No moves to lift sanctions on Turkey yet

It appears that there has been no significant progress over the past week in the technical discussions regarding the potential lifting of US sanctions against Turkey.
The sanctions were imposed under the Countering America’s Adversaries Through Sanctions Act (CAATSA) after Turkey purchased the S-400 anti-aircraft missile system from Russia. They resulted in Turkey being excluded from co-production, and eventual purchase, of the advanced F-35 multirole aircraft.
This apparent, albeit possibly temporary, stall in momentum for a swift resolution, which had gained traction following the phone call between Presidents Donald Trump and Recep Tayyip Erdogan, can likely be attributed to four key factors. The strong reactions from Israel, which have been coordinated with Greece. The rapid deterioration in relations between Jerusalem and Ankara. The negative publicity surrounding the possible sale of the F-35s to Ankara, mainly driven by the Greek-American lobby in the US. And the fallout from the arrest of Istanbul Mayor Ekrem Imamoglu.
This mood was evident in Congress, particularly in the harsh statements made by Senator Jim Risch, Chairman of the Senate Foreign Relations Committee, during the confirmation hearing of Tom Barrack, a close Trump friend and the next US Ambassador to Turkey. Additionally, the assurance provided by Representative Gregory Meeks, ranking member of the House Foreign Affairs Committee, that Turkey would not receive the F-35s reflects the broader unease surrounding the issue.
While these statements are significant, the Foreign Relations and International Committees – in which the two lawmakers hold leadership roles – do not have the power to block developments outright. If the US President is determined to proceed with the sale of the fighter jets to Turkey, he has the executive authority to bypass any refusal by the committees, which do not have veto power (as has been erroneously reported multiple times), but only the ability to submit a “hold.”
In the event of such a hold, the President can bypass it and directly notify both chambers of Congress about his decision. At this stage of the process, any legislator can introduce a “resolution of disapproval” against the President’s proposal. For such a resolution to take effect, it must be approved by two-thirds of both the House and the Senate, a scenario that is practically impossible in a Republican-controlled Congress.
For context, this occurred in July 2019, when Congress disagreed, as a protest over the murder of Jamal Khashoggi, with the proposed sale of weapons to Saudi Arabia. President Trump vetoed the resolutions of disapproval that reached the Oval Office and proceeded with the sale, citing national security concerns and the situation in Yemen. As a reminder, when Senator Robert Menendez, as Chairman of the Foreign Relations Committee, insisted that under his leadership the sale of F16s to Turkey would not proceed, he did so because he knew that President Biden would not go against Congress’s will.

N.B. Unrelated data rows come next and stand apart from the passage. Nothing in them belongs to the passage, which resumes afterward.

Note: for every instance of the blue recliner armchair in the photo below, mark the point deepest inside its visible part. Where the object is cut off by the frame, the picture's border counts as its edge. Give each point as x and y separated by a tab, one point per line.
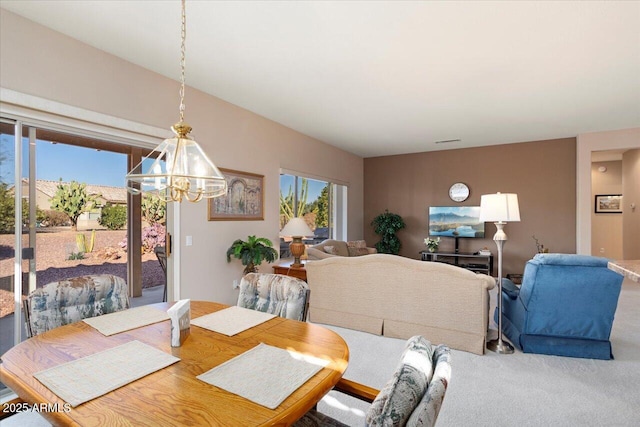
565	306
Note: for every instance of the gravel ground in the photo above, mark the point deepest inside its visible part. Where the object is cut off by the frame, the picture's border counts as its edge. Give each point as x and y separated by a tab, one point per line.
52	250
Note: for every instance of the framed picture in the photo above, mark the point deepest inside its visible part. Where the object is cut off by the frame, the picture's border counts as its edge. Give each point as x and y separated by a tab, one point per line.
244	200
608	203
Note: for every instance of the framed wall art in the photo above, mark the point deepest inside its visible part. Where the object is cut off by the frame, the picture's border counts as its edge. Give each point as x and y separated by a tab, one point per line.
608	203
244	200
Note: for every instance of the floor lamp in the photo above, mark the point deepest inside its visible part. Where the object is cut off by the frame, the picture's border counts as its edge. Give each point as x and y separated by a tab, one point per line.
500	209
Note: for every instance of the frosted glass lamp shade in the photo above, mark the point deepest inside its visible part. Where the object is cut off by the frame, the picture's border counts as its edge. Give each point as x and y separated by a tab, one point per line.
499	207
296	227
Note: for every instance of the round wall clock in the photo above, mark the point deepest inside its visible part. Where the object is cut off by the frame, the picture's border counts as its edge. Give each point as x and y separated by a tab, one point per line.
459	192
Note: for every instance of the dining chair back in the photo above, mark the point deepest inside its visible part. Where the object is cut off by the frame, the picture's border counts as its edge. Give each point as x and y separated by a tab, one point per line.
71	300
412	397
277	294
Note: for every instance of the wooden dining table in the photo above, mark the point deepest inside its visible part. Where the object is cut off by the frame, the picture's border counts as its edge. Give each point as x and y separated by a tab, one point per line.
173	395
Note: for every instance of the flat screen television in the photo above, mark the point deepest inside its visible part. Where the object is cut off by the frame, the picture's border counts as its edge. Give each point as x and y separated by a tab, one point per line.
455	221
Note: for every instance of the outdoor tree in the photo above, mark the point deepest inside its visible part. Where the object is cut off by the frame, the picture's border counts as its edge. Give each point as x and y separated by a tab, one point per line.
7	209
321	208
73	200
154	210
287	208
114	217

This dynamic no longer applies in today’s Washington.
Meanwhile, several Turkish media outlets, whose reports are also being reproduced in Greece, claim that, as part of the technical consultations for the possible lifting of the sanctions, the modification of the CAATSA law is under discussion. This reporting is not accurate, as the specific law addresses the countering of America’s adversaries through sanctions _ specifically Russia, Iran, and North Korea _ so there is no question of modifying it. Section 231 of the law, which was the basis for the decision on Turkey, imposes sanctions on those who engage in transactions with the Russian Federation’s defense or intelligence sectors. The US State Department’s decision explicitly states that “the United States seeks to continue our decades-long history of productive defense-sector cooperation by removing the obstacle of Turkey’s S-400 possession as soon as possible.” This determination could be modified under certain scenarios, opening up the possibility for developments.

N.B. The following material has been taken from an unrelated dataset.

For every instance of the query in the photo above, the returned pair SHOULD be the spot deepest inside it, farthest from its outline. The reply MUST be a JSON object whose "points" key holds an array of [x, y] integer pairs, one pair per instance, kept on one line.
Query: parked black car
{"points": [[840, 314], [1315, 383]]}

While there are efforts toward lifting sanctions, efforts are simultaneously underway to block them. An idea being floated in Washington involves the potential application in Turkey’s case of the Israel Qualitative Military Edge (QME) law over regional adversaries. Since 2008, when the Arms Export Control Act was amended, US law has ensured that arms sales to Middle Eastern countries should not undermine Israel’s military advantage and technological superiority. This has been a cornerstone of US policy for decades, but it has never been applied to Turkey, as it is a NATO member country.